- Date: 17–23 March
- Edition: 2nd
- Surface: Clay
- Location: Asunción, Paraguay

Champions

Singles
- Emilio Nava

Doubles
- Vasil Kirkov / Matías Soto
| Paraguay Open |

= 2025 Paraguay Open =

The 2025 Paraguay Open, known as the Paraguay Open Babolat, was a professional tennis tournament played on clay courts. It was the second edition of the tournament which was part of the 2025 ATP Challenger Tour. It took place in Asunción, Paraguay between 17 and 23 March 2025.

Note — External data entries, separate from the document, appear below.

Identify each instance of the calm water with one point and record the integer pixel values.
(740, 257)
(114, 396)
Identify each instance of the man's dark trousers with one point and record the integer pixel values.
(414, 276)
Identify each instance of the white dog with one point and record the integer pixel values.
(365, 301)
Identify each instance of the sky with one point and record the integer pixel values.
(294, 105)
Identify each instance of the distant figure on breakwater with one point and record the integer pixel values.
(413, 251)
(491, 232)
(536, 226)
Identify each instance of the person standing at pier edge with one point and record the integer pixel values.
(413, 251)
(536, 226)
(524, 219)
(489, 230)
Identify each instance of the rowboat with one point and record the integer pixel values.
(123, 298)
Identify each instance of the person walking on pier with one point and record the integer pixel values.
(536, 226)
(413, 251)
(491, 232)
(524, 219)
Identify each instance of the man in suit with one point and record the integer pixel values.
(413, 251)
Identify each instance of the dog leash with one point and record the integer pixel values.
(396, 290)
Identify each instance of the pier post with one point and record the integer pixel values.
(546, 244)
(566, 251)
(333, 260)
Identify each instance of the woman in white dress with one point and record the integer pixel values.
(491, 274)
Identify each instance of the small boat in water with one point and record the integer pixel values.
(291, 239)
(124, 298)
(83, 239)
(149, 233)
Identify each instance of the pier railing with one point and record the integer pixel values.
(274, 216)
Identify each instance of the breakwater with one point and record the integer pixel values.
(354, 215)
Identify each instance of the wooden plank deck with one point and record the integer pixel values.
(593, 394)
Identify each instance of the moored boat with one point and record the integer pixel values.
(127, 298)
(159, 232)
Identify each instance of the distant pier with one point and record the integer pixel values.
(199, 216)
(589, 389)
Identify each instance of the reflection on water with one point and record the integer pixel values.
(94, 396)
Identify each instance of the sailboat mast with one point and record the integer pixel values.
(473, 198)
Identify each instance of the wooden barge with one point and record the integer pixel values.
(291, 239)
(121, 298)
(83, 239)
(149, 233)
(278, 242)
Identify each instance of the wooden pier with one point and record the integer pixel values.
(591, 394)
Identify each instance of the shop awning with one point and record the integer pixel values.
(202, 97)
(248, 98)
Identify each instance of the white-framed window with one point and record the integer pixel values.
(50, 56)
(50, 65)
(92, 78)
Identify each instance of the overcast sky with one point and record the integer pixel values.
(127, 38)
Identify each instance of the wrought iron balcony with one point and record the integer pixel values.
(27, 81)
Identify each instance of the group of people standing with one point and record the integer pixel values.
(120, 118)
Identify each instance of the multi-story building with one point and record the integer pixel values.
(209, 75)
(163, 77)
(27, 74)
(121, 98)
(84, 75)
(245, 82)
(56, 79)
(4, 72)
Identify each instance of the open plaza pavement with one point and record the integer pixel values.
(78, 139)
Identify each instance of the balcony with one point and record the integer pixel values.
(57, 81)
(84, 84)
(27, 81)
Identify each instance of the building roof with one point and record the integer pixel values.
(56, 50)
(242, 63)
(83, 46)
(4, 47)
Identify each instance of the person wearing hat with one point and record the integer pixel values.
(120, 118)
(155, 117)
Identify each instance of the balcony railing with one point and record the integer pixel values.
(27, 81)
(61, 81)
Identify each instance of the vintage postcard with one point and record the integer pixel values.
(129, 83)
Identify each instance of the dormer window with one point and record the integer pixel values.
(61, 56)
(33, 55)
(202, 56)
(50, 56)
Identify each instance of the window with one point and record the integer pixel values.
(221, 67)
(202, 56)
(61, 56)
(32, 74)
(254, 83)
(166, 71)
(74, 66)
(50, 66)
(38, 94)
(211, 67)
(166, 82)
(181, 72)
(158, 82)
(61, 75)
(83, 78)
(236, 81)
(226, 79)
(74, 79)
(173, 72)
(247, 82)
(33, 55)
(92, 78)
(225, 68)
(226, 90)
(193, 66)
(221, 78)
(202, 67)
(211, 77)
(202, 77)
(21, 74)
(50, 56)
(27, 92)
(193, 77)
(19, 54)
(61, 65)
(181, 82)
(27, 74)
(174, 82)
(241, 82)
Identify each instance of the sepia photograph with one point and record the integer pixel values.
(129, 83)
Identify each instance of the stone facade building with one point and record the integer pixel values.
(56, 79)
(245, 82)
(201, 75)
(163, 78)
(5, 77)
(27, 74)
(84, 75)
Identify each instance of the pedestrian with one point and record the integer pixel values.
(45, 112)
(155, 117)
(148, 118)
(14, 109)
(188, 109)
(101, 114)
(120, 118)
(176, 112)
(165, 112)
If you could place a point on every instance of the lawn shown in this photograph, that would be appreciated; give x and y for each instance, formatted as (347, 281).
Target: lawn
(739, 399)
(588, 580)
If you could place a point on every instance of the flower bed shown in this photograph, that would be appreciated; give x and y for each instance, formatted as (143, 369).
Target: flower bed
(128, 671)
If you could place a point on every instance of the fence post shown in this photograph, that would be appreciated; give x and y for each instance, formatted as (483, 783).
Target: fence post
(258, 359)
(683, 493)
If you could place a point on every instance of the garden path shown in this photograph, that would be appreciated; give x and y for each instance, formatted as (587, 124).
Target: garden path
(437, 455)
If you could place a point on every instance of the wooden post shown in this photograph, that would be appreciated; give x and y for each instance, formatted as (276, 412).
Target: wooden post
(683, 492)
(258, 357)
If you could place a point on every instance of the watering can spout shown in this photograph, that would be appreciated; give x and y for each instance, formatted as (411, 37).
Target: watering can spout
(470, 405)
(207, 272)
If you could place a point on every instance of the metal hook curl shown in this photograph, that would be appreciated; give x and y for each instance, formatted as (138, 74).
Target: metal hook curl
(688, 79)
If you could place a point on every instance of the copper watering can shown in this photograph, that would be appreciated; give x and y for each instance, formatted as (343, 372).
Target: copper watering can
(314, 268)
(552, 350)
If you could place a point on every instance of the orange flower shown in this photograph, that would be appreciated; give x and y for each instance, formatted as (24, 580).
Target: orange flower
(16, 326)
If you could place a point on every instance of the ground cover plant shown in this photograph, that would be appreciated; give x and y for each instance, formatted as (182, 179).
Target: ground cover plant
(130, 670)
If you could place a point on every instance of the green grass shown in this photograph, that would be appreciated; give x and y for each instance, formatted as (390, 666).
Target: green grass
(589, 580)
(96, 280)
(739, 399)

==Singles main draw entrants==
===Seeds===

| Country | Player | Rank^{1} | Seed |
|---|---|---|---|
| BRA | Thiago Monteiro | 105 | 1 |
| COL | Daniel Elahi Galán | 123 | 2 |
| ARG | Román Andrés Burruchaga | 136 | 3 |
| CHI | Tomás Barrios Vera | 153 | 4 |
| ARG | Facundo Mena | 188 | 5 |
| PAR | Daniel Vallejo | 195 | 6 |
| PER | Juan Pablo Varillas | 198 | 7 |
| BOL | Murkel Dellien | 199 | 8 |

- ^{1} Rankings are as of 3 March 2025.

===Other entrants===
The following players received wildcards into the singles main draw:
- BRA Pedro Boscardin Dias
- PAR Hernando José Escurra Isnardi
- PAR Santino Núñez

The following players received entry from the qualifying draw:
- USA Felix Corwin
- BRA Gustavo Ribeiro de Almeida
- PER Conner Huertas del Pino
- ARG Mariano Kestelboim
- ARG Lorenzo Joaquín Rodríguez
- CHI Benjamín Torrealba

The following player received entry as a lucky loser:
- BRA Igor Gimenez

==Champions==
===Singles===

- USA Emilio Nava def. BRA Thiago Monteiro 7–5, 6–3.

===Doubles===

- USA Vasil Kirkov / CHI Matías Soto def. ARG Guillermo Durán / ARG Mariano Kestelboim 6–3, 6–4.